El Agua es también un distintivo del Espíritu: “Riega la tierra en sequía, lava las manchas”. Y como dice Pablo “hemos sido bautizados en un mismo Espíritu, para formar un solo cuerpo, y todos hemos bebido de un solo Espíritu”. El agua nos lava, nos renueva, sacia nuestra sed. Al limpiar nuestro corazón y nuestros ojos por medio del bautismo somos capaces de confesar que “Jesús es Señor”, que él es el Mesías, el salvador, el vencedor del pecado y de la muerte. Y esa sanación profunda nos libera del egoísmo y nos hace comprender que la diversidad de dones que cada uno recibe (los talentos naturales, las capacidades adquiridas, los carismas que recibimos por la fe) no son privilegios o motivos de exaltación propia, sino una invitación al servicio: mis riquezas personales deben enriquecer a los demás, igual que las riquezas ajenas me enriquecen a mí. Y es que el Espíritu Santo, el Espíritu del amor, es también un espíritu de servicio. Así se entiende mejor que la diversidad no lesione la unidad cuando es este Espíritu el que reina entre nosotros y nos inspira.
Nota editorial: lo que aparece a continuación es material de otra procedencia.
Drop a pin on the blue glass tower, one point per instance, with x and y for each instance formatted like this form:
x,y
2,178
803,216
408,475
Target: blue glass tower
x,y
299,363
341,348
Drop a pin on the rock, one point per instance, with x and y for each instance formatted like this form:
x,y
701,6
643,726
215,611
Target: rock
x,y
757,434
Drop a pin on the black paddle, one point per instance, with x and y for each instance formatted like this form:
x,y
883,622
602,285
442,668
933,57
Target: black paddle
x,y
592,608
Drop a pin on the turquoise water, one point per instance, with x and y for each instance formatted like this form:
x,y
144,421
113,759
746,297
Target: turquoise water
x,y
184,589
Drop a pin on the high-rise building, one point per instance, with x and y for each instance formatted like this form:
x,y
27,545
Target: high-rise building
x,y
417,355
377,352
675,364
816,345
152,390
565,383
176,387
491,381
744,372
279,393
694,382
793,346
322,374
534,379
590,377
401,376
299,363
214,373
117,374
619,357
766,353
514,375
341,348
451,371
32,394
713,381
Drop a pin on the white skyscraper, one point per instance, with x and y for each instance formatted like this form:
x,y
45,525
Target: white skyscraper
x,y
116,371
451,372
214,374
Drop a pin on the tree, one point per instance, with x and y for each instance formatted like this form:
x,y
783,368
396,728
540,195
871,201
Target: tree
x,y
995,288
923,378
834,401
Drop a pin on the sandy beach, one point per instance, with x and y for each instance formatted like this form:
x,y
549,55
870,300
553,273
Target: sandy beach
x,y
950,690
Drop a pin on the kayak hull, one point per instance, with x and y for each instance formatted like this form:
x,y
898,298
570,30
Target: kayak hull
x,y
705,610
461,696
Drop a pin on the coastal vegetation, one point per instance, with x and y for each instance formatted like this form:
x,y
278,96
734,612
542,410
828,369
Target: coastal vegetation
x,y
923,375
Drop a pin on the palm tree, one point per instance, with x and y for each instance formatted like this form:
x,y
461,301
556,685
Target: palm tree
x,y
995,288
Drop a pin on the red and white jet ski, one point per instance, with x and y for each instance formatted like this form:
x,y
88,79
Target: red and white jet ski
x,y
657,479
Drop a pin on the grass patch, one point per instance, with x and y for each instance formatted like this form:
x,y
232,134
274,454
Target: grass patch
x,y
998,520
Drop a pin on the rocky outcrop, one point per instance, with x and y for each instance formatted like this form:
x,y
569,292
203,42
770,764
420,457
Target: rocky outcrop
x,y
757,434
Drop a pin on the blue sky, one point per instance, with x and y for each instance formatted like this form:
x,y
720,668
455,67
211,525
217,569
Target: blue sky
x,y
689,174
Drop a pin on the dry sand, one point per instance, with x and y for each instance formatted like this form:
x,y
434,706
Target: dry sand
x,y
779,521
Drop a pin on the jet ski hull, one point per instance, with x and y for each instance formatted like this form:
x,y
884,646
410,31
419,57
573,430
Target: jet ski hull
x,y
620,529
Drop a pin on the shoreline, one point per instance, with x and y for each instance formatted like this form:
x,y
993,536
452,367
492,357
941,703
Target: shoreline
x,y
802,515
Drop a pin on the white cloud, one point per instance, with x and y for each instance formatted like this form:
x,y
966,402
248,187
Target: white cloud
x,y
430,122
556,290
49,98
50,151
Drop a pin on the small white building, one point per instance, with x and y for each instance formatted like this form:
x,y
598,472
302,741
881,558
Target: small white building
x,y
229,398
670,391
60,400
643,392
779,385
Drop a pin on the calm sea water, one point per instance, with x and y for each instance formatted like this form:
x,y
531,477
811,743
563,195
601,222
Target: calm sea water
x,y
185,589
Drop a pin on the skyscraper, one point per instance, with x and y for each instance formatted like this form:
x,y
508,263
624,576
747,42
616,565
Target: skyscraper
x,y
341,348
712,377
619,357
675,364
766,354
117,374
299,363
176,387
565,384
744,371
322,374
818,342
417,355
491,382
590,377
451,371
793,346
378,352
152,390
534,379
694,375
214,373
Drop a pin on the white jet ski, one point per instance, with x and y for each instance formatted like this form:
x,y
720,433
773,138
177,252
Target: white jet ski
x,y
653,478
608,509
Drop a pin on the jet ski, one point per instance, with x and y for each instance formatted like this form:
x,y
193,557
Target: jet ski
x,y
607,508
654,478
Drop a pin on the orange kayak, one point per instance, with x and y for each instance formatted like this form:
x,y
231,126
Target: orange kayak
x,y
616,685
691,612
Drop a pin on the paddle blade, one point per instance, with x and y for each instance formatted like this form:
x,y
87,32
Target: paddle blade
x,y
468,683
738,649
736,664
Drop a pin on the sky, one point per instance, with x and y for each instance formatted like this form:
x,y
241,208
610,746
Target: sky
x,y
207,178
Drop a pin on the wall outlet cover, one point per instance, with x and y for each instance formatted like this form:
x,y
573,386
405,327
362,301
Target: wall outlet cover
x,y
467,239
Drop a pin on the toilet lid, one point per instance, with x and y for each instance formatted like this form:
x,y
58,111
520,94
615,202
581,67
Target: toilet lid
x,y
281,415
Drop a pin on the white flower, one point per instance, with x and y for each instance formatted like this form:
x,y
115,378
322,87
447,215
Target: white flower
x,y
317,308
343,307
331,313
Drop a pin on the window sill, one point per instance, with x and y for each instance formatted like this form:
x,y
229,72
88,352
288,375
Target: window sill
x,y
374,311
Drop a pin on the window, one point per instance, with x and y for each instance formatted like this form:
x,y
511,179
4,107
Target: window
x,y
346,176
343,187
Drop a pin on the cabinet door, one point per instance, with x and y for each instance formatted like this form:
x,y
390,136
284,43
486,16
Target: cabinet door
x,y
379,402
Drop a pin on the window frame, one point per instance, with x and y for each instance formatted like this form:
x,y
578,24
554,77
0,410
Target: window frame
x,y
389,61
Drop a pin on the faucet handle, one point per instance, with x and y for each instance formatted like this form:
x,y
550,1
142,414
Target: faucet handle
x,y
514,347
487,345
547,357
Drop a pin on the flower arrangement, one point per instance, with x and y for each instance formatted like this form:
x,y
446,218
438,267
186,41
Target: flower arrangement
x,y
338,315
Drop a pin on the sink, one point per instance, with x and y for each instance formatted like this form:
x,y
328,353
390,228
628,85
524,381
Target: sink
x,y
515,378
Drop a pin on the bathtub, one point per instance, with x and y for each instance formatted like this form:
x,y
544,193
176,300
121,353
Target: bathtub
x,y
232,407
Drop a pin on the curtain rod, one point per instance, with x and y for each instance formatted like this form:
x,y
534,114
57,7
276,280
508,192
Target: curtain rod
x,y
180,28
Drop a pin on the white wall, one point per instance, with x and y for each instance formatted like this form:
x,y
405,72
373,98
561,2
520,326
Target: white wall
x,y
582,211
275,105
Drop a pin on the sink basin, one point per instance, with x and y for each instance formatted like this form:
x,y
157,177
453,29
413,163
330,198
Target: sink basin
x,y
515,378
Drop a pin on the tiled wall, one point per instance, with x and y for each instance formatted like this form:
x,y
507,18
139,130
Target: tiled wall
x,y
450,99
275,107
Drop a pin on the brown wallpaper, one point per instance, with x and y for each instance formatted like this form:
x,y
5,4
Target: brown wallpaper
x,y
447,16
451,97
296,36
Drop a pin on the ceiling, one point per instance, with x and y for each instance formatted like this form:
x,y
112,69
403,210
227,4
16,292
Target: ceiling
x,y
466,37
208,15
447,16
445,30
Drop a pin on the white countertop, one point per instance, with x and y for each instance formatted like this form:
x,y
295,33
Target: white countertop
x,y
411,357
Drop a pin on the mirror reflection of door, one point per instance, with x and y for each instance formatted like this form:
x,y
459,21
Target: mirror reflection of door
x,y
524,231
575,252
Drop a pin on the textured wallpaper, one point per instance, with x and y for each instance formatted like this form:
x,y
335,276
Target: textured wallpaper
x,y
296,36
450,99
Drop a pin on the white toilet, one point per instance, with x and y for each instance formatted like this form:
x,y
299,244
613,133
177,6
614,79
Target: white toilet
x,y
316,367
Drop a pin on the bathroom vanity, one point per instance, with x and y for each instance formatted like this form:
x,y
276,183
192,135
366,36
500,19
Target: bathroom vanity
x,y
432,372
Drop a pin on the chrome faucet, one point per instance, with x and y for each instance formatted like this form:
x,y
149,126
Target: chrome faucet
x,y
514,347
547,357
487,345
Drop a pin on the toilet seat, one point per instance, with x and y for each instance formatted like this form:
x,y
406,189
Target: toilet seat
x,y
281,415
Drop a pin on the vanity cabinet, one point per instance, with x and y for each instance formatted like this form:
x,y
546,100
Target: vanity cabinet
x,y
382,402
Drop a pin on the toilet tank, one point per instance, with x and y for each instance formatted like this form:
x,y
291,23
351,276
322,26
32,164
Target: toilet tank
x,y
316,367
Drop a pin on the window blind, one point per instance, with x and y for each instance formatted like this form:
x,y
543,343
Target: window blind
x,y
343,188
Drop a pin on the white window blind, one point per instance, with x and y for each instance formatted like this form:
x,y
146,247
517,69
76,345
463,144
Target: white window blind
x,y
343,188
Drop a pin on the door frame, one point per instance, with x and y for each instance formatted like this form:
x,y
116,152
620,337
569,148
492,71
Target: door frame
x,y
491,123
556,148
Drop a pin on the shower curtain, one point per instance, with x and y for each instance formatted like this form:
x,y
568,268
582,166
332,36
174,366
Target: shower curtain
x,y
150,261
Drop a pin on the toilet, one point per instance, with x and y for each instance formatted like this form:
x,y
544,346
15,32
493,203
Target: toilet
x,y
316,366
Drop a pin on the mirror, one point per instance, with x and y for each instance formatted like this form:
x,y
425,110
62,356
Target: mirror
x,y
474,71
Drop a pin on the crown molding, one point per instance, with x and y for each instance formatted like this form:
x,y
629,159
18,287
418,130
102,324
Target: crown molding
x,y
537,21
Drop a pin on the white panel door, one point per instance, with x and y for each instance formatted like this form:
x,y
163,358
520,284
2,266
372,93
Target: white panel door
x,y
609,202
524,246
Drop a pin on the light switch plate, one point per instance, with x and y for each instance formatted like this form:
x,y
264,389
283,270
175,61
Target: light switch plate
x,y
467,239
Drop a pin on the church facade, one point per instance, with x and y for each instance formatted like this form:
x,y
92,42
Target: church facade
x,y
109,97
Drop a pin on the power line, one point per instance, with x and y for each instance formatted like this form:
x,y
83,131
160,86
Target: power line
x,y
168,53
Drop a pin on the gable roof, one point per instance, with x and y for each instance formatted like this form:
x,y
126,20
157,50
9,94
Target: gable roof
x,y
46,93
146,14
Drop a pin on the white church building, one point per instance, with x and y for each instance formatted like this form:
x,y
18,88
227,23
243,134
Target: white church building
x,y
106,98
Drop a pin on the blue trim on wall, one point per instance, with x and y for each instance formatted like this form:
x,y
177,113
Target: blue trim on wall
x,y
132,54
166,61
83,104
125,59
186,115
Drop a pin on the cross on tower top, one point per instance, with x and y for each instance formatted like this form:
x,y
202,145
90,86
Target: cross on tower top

La palabra “espíritu” procede etimológicamente de la palabra “aliento” en casi todas las lenguas. Es el aire vital que hace posible la vida. El Espíritu Santo es también “soplo”, “viento”,brisa en las horas de fuego”. Por eso, Jesús “exhaló su aliento sobre ellos y les dijo: recibid el Espíritu Santo”. El Espíritu nos inspira y nos impulsa hacia lo mejor de nosotros mismos, hacia lo que nos emparenta con Dios: es, como indica el Evangelio de hoy, un espíritu de paz: “Paz a vosotros”; un espíritu vivificador, que vence incluso el poder de la muerte: “les enseñó las manos y el costado”; un espíritu de alegría, que disipa las tristezas que oprimen nuestro corazón: “los discípulos se llenaron de alegría al ver al Señor”; “gozo que enjuga las lágrimas y reconforta en los duelos”; que nos da valor para testimoniar al Señor por el mundo entero: “Como el Padre me ha enviado, así también os envío yo”; un espíritu de perdón y reconciliación: “a quienes les perdonéis los pecados, les quedan perdonados”.

Frente al espíritu personal (el mismo Espíritu Santo) de apertura, fe, servicio, paz, alegría, valor y perdón se alzan en nuestro mundo y nos tientan otros espíritu: el espíritu impersonal y anónimo que nos engulle en la masa, el espíritu de cerrazón y desconfianza, de dominio y manipulación, de violencia, de tristeza y temor, el espíritu de venganza… Estamos permanentemente en la encrucijada de esos espíritus: el fuego que purifica o el que destruye, el agua que nos limpia y sacia nuestra sed, o la que nos arrastra y ahoga; el viento que nos refresca e inspira, o el que nos avasalla y asola como un huracán. Pero aquí somos nosotros (y no la naturaleza amable e inclemente) los que tenemos que elegir según qué espíritu queremos vivir: según el espíritu mezquino de nuestro egoísmo y nuestros pequeños intereses, o el espíritu del amor, el Espíritu Santo que Jesús, hoy, ha exhalado sobre nosotros.